XML-RPC is a remote function invocation protocol with a great virtue: It is worse than all of its competitors. Compared to Java RMI or CORBA or COM, XML-RPC is impoverished in the type of data it can transmit and obese in its message size. XML-RPC abuses the HTTP protocol to circumvent firewalls that exist for good reasons, and as a consequence transmits messages lacking statefulness and incurs channel bottlenecks. Compared to SOAP, XML-RPC lacks both important security mechanisms and a robust object model. As a data representation, XML-RPC is slow, cumbersome, and incomplete compared to native programming language mechanisms like Java's serialize, Python's pickle, Perl's Data::Dumper, or similar modules for Ruby, Lisp, PHP, and many other languages.
In other words, XML-RPC is the perfect embodiment of Richard Gabriel's "worse-is-better" philosophy of software design (see Resources). I can hardly write more glowingly on XML-RPC than I did in the previous paragraph, and I think the protocol is a perfect match for a huge variety of tasks. To understand why, it's worth quoting the tenets of Gabriel's "worse-is-better" philosophy:
- Simplicity: The design must be simple, both in implementation and interface. It is more important for the implementation to be simple than the interface. Simplicity is the most important consideration in a design.

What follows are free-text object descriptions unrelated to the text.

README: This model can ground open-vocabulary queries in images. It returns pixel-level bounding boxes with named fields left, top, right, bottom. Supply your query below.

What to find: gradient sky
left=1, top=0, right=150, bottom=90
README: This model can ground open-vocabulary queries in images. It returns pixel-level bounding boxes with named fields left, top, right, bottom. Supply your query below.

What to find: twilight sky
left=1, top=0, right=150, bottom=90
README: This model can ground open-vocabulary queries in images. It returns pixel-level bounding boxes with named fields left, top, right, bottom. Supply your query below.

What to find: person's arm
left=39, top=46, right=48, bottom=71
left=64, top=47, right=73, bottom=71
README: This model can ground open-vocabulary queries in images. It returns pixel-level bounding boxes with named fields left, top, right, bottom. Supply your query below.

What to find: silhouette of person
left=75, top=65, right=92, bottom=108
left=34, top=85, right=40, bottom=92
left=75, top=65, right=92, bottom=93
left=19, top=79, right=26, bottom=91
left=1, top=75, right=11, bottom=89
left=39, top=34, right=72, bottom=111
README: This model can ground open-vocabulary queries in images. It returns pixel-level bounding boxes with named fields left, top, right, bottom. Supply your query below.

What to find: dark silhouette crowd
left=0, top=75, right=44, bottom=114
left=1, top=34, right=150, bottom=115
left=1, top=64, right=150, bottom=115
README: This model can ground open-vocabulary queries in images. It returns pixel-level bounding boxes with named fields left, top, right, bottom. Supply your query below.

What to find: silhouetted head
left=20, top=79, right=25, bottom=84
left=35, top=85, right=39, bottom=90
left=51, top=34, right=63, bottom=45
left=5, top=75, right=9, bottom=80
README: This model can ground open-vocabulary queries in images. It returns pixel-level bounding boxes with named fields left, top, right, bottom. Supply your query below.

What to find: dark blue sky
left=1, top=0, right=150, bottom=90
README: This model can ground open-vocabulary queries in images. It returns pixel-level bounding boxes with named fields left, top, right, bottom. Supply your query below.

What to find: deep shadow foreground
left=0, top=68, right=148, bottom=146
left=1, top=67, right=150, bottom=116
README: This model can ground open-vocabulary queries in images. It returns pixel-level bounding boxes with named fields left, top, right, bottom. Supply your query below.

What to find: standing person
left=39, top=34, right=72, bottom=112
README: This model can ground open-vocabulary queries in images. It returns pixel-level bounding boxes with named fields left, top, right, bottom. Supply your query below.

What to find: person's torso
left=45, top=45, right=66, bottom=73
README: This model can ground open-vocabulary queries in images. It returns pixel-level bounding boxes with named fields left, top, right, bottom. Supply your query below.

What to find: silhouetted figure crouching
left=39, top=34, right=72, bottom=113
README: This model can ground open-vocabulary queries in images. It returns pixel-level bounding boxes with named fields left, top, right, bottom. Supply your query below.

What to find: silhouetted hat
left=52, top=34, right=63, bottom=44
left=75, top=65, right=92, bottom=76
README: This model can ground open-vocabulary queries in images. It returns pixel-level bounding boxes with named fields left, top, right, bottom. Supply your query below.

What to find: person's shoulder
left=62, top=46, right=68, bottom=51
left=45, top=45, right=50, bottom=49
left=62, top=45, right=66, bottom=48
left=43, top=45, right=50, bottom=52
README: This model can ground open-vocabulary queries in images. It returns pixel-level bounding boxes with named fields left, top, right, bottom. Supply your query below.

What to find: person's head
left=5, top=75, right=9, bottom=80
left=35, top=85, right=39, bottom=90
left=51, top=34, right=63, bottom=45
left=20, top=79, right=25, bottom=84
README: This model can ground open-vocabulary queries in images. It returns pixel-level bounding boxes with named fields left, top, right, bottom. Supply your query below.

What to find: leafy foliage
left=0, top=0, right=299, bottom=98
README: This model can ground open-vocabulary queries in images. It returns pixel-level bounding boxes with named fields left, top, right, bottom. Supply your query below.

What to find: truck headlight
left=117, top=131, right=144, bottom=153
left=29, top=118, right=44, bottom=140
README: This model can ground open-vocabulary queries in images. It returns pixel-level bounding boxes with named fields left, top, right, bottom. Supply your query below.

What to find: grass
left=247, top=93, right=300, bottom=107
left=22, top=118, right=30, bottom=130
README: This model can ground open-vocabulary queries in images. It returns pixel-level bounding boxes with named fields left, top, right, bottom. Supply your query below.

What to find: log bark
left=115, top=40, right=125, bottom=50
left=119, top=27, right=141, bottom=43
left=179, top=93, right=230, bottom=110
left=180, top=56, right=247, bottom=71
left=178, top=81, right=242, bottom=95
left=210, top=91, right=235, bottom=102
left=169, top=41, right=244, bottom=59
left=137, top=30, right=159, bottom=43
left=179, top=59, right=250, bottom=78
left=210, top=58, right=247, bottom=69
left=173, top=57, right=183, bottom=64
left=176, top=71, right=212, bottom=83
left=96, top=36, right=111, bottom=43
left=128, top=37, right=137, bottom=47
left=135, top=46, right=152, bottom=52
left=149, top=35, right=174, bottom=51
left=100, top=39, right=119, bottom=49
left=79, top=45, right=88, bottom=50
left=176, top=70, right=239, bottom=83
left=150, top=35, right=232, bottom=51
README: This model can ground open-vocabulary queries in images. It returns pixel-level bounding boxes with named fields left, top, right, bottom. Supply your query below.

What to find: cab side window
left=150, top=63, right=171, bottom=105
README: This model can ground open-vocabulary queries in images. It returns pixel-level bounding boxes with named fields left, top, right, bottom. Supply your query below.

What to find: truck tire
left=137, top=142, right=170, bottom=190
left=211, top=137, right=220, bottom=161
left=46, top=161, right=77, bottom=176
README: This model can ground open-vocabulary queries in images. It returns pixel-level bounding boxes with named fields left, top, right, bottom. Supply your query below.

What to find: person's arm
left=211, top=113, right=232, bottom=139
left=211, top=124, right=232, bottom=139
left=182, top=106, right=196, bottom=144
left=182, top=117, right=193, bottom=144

- Correctness: The design must be correct in all observable aspects. It is slightly better to be simple than correct.
- Consistency: The design must not be overly inconsistent. Consistency can be sacrificed for simplicity in some cases, but it is better to drop those parts of the design that deal with less common circumstances than to introduce either implementational complexity or inconsistency.
- Completeness: The design must cover as many important situations as is practical. All reasonably expected cases should be covered. Completeness can be sacrificed in favor of any other quality. In fact, completeness must sacrificed whenever implementation simplicity is jeopardized. Consistency can be sacrificed to achieve completeness if simplicity is retained; especially worthless is consistency of interface.
Writing years before the specific technology existed, Gabriel identifies the virtues of XML-RPC perfectly.
I have written a moderately popular module for Python called xml_pickle. The purpose of this module (discussed previously in this column, see Resources) is to serialize Python objects, using an interface that's mostly the same as those of the standard cPickle and pickle modules. The only difference is that in my module, the representation is in XML. My intention all along with xml_pickle was to create a very lightweight format that could also be read from other programming languages (and across Python versions). A DTD accompanies the module for users who want to validate XML pickles, but feedback from users has suggested that formal validation is rarely a concern.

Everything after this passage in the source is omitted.